A device that could be installed on any microscope and would simplify the use of optical tweezers to study single cells is being developed by scientists at the Department of Physics. After receiving early acclaim for the idea from Venture Cup, the group hopes to launch their company in 2020.

Falko SchmidtOne team of physicists from the University of Gothenburg are aiming to make cutting-edge laser technology easy to use and available to anyone with a microscope. Falko Schmidt, Giovanni Volpe and Martin Mojica Benavides from the Department of Physics, together with entrepreneurial master’s students from Chalmers, are developing a product and software combo that utilizes optical tweezers in a brand-new way – and bridges the gap between physics and other scientific fields that would greatly benefit from easier access to the tool.
“We want to develop a completely automated device that can be easily used by other researchers, eliminating their need for specialized laboratories,” says Falko Schmidt, PhD-student at the Department of Physics and co-creator. “Basically, our product will be a box that you attach to any microscope. It’s that simple.”

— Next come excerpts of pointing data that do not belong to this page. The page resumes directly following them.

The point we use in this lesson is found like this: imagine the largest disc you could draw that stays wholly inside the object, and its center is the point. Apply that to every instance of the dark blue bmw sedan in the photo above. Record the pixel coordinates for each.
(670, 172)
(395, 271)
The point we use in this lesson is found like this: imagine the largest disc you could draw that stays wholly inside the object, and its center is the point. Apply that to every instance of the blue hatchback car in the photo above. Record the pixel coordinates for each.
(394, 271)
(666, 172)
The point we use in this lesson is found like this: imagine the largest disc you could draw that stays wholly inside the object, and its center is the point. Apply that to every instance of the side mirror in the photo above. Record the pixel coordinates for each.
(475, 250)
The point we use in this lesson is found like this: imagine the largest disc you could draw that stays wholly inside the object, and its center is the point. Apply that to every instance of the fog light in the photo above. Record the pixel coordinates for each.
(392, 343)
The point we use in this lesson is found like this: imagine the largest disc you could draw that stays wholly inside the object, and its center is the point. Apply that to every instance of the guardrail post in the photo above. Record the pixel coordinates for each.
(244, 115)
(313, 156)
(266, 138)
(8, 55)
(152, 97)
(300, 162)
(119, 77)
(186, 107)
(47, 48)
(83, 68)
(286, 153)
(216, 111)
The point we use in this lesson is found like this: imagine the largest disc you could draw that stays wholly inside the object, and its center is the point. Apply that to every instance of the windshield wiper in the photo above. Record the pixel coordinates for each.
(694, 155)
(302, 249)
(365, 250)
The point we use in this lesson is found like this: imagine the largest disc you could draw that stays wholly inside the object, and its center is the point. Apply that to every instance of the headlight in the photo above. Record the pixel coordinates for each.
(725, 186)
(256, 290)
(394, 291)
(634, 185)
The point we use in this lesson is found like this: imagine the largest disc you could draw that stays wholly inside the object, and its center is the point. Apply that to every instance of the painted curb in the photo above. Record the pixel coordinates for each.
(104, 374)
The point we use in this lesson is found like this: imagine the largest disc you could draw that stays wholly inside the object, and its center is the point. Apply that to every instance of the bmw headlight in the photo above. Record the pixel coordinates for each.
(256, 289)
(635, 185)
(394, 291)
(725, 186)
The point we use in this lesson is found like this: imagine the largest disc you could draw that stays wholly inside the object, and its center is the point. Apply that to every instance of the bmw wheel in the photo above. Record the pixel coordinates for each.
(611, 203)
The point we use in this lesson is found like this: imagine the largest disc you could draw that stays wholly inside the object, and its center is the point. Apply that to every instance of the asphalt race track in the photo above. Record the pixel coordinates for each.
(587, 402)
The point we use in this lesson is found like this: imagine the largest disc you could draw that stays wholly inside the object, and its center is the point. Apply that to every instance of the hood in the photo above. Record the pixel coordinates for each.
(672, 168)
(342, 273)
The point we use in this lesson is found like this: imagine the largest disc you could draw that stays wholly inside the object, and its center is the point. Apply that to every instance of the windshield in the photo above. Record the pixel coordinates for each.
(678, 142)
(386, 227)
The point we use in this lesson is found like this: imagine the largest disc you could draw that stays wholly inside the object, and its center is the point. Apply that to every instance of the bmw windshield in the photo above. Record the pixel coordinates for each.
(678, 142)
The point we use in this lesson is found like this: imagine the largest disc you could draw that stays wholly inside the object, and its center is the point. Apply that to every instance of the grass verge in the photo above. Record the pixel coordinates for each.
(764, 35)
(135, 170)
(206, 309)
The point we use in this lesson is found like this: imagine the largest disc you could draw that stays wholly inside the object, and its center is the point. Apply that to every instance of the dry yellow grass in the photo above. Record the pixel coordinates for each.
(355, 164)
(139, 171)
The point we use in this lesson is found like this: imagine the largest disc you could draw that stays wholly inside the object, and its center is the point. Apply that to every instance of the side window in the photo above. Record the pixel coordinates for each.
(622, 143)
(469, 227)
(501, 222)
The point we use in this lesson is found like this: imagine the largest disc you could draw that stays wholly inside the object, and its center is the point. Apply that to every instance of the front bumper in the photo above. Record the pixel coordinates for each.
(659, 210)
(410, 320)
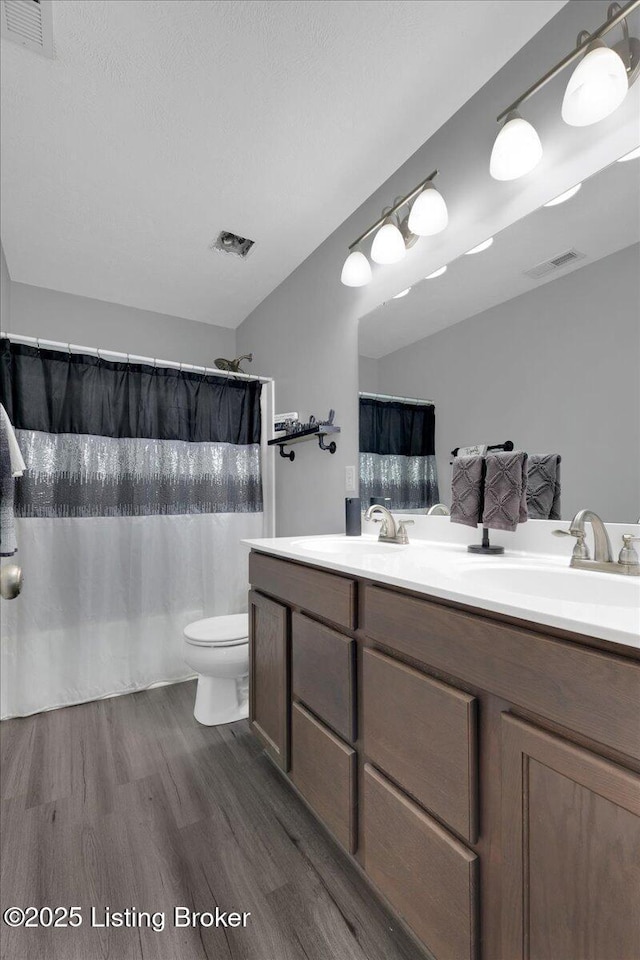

Combines three technologies

The device, named Lucero, combines three technologies: Artificial intelligence to track cells, optical tweezers as a non-invasive tool that can hold and move cells without damaging them, and a micro fluidic chip to keep cells within a micro environment. These are all established methods, but nobody has yet combined them into a single device.
“Our product would provide the in-between step. You plug it in, use a point-and-click software to track the cell you want, isolate it, take it out in a vial and place it in another machine to study it.”

Endorsed by Venture Cup

So far, the idea remains in the early stages of development in regard to actually reaching the market. Three students from Chalmers School of Entrepreneurship, who are working on the project as a part of their master’s thesis, recently submitted a pitch to Venture Cup Väst’s IDEA hunt competition, where it was chosen as one of the 20 most promising ideas presented, out of a total of 376.
“It feels great to have our idea verified by peers. This is the first step on a long journey,” says Falko Schmidt. “Our plan is to found the company in 2020 and start pitching to bring in venture capital.”